まず、私が一番聞きたかったことは、「なぜ人を殺した者にまで、(殺されない)権利を与えねばならないのか?」ということなのだが、全くのすれ違いに終わってしまった。
私と鳥居さんのやりとりを簡単にまとめると次のようになると思う。
(Q.は私、A.は鳥居さん)
Q.なぜ犯人に殺されない権利があるの?
↓
A.いかなる人間も他者を殺す権利はないから。
↓
Q.そんな決まりがあるのか?
↓
A.法は、人が生きる権利を侵害できないからさ。
↓
Q.でも、実際には、法で人の権利を制限してるじゃないか。
↓
A.いかなる人間も、他者を殺す権利が与えられてないんだよ。死刑制度は人が人を殺す制度だから、死刑制度という法律そのものが、法の精神に反しているんだ。
↓
Q.なんで、死刑が法の精神に反してるって断言できるの?
↓
A.法は、人が生きる権利を侵害できないからさ。
(以下、無限ループ)
上記のようなやりとりをしていたので、疲れた…。
そんな鳥居さんの主張をまとめると次のとおりであるらしい。
1.人権は、天賦の権利であり、絶対不可侵である。
2.日本は近代法治国家である。
3.近代法治国家では、法律(社会権)で「人が生きる権利(自然権)」を奪うことはできない。

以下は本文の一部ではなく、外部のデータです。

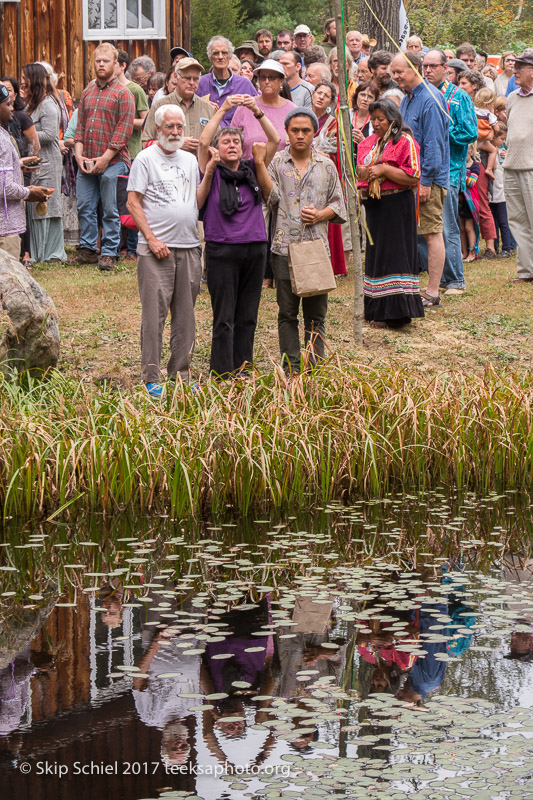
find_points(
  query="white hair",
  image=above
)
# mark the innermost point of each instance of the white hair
(49, 68)
(393, 93)
(160, 113)
(214, 39)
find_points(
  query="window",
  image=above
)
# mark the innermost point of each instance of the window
(124, 19)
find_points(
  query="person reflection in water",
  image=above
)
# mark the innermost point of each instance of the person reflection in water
(176, 742)
(521, 645)
(111, 603)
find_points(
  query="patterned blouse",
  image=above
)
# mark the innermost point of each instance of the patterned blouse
(405, 155)
(319, 186)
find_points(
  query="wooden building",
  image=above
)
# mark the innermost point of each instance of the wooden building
(66, 32)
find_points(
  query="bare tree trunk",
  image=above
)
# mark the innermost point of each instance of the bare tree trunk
(350, 187)
(388, 13)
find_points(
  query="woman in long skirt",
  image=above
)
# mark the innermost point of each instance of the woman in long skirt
(388, 169)
(43, 105)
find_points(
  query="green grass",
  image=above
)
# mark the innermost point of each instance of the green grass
(343, 431)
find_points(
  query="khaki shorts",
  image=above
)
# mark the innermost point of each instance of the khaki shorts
(430, 213)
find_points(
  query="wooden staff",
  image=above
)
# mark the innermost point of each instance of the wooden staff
(350, 190)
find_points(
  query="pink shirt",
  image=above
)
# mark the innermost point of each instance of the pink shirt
(405, 155)
(251, 127)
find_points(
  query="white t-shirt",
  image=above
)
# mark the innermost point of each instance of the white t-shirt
(168, 184)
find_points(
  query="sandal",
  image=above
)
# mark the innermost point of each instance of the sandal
(428, 301)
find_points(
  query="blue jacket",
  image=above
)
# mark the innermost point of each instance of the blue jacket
(463, 130)
(424, 110)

そして、この1.2.3がある故に、日本は死刑を廃止すべきである…と。
そりゃ、人権は日本国憲法にも謳われているし、大切だとは思う。
しかし、「絶対不可侵」とはいえないだろう。
ましてや、最初に人権を侵害した殺人犯が、「絶対不可侵」である必要がどこにあるのか?
それを聞くと、「社会権は自然権を侵害できないから」という回答がくる。
私は、「人が生きる権利」が無制限に保護されたら、他人の権利を侵害するのは必至だ。そんなことは性善説でないかぎり成り立たない…と反論したわけですが、これに対する明確な反論はなかったように思う。

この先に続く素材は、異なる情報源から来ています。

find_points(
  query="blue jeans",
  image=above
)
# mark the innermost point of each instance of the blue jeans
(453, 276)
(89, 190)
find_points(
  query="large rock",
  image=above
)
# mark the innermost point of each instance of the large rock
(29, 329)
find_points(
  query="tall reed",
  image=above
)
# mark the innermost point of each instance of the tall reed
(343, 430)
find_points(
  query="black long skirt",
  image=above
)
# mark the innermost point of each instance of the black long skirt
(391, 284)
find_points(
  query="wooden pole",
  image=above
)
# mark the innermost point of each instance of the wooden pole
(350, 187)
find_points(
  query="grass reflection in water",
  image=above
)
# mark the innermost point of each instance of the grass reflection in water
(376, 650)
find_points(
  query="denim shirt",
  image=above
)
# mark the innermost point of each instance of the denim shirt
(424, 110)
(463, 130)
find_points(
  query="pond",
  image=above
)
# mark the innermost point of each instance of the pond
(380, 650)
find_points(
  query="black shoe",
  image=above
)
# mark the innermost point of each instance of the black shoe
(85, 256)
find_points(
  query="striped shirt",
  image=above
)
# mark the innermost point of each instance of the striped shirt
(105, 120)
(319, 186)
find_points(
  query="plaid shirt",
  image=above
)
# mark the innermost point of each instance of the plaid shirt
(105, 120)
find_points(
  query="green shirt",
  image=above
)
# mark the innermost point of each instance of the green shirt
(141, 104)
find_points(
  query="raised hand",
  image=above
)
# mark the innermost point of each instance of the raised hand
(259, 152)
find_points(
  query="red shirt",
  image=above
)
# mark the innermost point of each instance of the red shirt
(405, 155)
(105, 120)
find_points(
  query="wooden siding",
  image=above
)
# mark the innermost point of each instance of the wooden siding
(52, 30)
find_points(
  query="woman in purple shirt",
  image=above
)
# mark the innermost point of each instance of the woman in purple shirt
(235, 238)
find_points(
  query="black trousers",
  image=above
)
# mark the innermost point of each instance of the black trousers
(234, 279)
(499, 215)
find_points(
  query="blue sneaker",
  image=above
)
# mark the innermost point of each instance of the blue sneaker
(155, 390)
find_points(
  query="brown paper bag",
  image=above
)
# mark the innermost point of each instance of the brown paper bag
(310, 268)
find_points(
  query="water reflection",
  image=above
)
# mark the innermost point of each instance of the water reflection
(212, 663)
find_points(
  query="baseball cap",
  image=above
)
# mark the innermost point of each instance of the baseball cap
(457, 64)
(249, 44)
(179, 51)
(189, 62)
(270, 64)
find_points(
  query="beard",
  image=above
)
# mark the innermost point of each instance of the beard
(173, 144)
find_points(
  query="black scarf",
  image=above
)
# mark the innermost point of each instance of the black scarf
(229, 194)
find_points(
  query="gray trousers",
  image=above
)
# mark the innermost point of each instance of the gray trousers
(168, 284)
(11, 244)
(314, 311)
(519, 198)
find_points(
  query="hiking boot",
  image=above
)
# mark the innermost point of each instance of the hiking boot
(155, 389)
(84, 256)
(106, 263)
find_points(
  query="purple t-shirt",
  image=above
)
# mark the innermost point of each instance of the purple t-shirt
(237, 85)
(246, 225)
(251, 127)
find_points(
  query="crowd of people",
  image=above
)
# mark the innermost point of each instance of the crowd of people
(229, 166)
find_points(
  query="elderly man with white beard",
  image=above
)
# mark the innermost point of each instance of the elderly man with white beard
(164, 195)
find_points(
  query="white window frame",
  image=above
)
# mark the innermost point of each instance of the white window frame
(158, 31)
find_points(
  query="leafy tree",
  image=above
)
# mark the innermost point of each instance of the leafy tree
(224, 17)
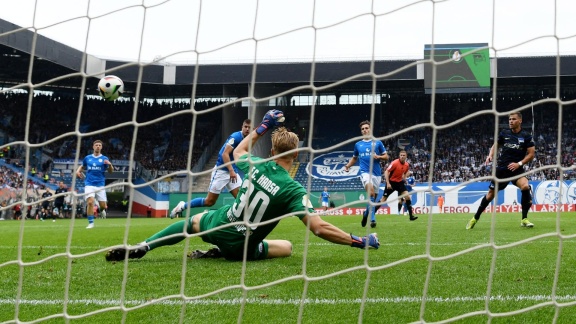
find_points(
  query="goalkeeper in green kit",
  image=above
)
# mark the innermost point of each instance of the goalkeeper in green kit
(267, 193)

その代わり反論としてあったのは、「全ての法律は、社会契約説に則って制定されているから…社会権は自然権を侵害できないんだ。」とループしちゃう。
現実には、西欧だって社会権(法)が、自然権(人権)を制限してるでしょ。西欧では、死刑がキリスト教の背景の下、社会権の一つとして認めないというコンセンサスがあるだけで、日本にはそんなコンセンサスないでしょ?と問い質すと、
「日本にはそういうコンセンサスがないから、得るために運動しているんだ」…との回答が。
結局、日本には「死刑制度は社会権の一つとして認めない」なんていうコンセンサスが出来ていないことを認めているのに、そのコンセンサス抜きのまま、日本においても「死刑制度は法に反する」などと主張するからこんがらがってくる。
つまり、前提が成り立っていないのに、その前提ありきで、結論付けようとしているんですよね。
どうも、決め付けで話を展開しているとしか思えない(逆に鳥居さんから見ると、私が結論ありきの決め付けということになるらしいが…orz)。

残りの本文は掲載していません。